"Quizás Septiembre más que el principio fue un final
y aquel verano perdió sus hojas, y algo más"
Doctor Deseo.
Éramos
niños salvajes. De esos que trepan por los árboles y tienen las rodillas llenas
de cicatrices. Niños salvajes de barro en las uñas y prisa en los besos. Los
típicos niños sudorosos y despeinados a los que miraban con desdén las madres
que vestían de domingo a sus retoños en la puerta de la Iglesia. A nosotros nos daba igual. Teníamos mil aventuras
que inventar: colgarnos del campanario y redoblar las campanas a destiempo para
molestar al cura, colarnos en cualquier casa abandonada a inventar historias de
misterio y bruma o cazar renacuajos en aquel río helado. La vida era una fiesta
y nosotros acudíamos saciados al banquete, entre moras y cerezas robadas de
cualquier prado. Siempre acabábamos en nuestro refugio: aquel sauce llorón cuyo
follaje nos protegía de un mundo aburrido que no nos entendía. Cuando cumplimos los diez hicimos un pacto de
sangre bajo sus ramas: nunca creceríamos, nunca nos separaríamos. El filo de la
navaja abrió nuestra promesa. Una certeza inconcreta pero evidente empezó a
perseguirnos como una sombra mientras nuestros cuerpos mutaban y ya no bajábamos
tanto al río porque, "qué vergüenza". Nosotros, que habíamos
competido mil veces para ver quién meaba más lejos, levantado todas las faldas
plisadas del pudor de las niñas bien y erigido nuestra intifada a pedrada
limpia contra todos los niños envidiosos que no entendían nuestros juegos,
empezamos a mirarnos como extraños.

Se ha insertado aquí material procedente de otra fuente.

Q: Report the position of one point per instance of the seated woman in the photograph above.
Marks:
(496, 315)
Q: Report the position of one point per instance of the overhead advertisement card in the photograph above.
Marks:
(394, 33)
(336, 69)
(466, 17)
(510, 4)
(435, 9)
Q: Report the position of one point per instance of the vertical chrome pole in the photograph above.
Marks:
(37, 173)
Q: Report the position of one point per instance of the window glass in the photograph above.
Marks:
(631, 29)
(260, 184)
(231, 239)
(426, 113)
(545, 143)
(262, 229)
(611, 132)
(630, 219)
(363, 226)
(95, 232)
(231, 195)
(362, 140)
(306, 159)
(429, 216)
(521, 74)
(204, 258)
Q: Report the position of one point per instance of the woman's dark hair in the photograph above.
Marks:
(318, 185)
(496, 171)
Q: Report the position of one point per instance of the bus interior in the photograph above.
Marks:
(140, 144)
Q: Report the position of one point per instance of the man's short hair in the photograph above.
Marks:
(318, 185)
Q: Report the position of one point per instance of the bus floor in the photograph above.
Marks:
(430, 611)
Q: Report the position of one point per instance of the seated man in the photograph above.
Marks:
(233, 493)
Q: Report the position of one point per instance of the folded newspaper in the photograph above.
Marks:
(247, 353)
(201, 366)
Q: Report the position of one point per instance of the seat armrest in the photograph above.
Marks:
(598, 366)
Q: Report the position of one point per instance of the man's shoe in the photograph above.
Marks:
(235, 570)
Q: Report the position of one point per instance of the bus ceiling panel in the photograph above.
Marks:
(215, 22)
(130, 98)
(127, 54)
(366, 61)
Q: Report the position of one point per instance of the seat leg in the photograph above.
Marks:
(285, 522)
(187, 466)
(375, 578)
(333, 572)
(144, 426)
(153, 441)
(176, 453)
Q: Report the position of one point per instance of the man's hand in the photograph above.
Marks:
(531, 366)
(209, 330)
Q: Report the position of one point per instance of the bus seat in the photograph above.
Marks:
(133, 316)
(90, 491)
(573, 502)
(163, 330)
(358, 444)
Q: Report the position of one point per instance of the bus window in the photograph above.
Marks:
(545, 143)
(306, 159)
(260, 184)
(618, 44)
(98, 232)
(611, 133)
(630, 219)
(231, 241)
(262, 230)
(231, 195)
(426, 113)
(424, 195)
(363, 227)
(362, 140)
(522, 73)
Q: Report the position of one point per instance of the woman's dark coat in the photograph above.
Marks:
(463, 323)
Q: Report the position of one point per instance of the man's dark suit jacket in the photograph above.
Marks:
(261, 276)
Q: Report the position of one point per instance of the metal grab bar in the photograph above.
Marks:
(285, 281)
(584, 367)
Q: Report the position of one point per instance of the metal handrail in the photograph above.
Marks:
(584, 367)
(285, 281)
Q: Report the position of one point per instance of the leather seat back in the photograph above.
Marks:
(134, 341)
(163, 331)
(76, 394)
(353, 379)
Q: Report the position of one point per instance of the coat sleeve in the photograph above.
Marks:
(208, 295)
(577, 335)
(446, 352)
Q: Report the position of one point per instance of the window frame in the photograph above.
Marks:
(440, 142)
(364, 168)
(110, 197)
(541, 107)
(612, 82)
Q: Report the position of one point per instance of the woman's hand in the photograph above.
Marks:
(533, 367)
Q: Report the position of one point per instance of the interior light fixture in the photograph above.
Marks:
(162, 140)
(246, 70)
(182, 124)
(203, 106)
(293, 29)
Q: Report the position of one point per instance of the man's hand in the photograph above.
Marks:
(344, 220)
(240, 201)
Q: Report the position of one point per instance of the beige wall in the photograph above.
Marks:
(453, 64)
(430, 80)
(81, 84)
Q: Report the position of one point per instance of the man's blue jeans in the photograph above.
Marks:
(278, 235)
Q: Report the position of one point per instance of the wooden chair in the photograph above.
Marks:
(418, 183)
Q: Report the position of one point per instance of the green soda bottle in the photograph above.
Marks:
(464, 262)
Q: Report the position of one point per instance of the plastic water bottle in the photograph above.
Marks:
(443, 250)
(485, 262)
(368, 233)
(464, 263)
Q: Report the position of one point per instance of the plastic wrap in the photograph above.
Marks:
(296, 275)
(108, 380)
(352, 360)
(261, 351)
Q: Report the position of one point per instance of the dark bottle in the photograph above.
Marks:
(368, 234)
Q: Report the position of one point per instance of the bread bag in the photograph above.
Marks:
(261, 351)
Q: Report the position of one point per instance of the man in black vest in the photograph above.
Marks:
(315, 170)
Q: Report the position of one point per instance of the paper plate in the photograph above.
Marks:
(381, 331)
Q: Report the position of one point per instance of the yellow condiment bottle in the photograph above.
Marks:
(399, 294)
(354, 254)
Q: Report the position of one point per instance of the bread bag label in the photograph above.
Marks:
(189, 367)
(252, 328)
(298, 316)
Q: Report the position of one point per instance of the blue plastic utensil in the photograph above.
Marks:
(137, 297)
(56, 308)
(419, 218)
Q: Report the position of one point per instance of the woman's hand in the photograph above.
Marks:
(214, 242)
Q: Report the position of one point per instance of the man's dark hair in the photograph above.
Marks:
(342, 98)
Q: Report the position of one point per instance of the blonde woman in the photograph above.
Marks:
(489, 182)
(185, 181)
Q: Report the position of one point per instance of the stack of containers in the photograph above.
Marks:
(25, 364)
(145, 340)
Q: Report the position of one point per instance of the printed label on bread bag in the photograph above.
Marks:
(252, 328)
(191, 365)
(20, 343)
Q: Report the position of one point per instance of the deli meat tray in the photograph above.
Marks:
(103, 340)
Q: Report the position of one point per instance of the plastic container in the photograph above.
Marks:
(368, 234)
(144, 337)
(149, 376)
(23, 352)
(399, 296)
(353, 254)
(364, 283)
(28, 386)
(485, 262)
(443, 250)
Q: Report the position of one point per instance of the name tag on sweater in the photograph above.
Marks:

Peter Pan agonizaba entre estertores
mientras nosotros cambiábamos las chucherías por cigarros de contrabando. Y las
pausas entre tus piedras en mi ventana y mis "hoy no puedo salir, estoy
castigada" se espaciaban. Agosto alcanzó la pubertad en un Septiembre
moribundo y así agonizó el verano, último de muchos, porque sabíamos que vernos
otra vez sería faltar a la promesa.
"Y un pacto de sangre, nunca, nunca,
nunca se puede romper. Porque sino te mueres. O matas al otro con la sangre envenenada. Es
verdad, te lo juro".
Epílogo.
El 25 de Julio del 2012, Clara volvió tras diez años a la comarca. La
crisis económica impidió que su familia pudiera costear el apartahotel donde
veraneaban desde 2003 en Torremolinos, de manera que tuvieron que regresar a la
casa de los abuelos del pueblo. Cuando fue al prado dónde una década atrás habían
construido el sauce-cobijo, sólo encontró un tronco seco y moribundo. Eleonor,
la vieja a la que pertenecía el prado (que seguía igual de gorda que el último
día que la había visto), le explicó que había muerto porque le había atacado un
hongo. Ese hongo, le explicó, hizo que algunas hojas ennegrecieran y se cayeran primero, mientras que las demás se marchitaron y aparecieron como hojas quemadas. Eleonor dijo que con las lluvias de otoño salieron en el envés de las hojas manchas de moho. Y que ya no se pudo hacer nada. También le comentó que los científicos llamaban a esa enfermedad Fusciclaudium saliciperdum. Pero Clara sabía que su verdadero nombre era nostalgia.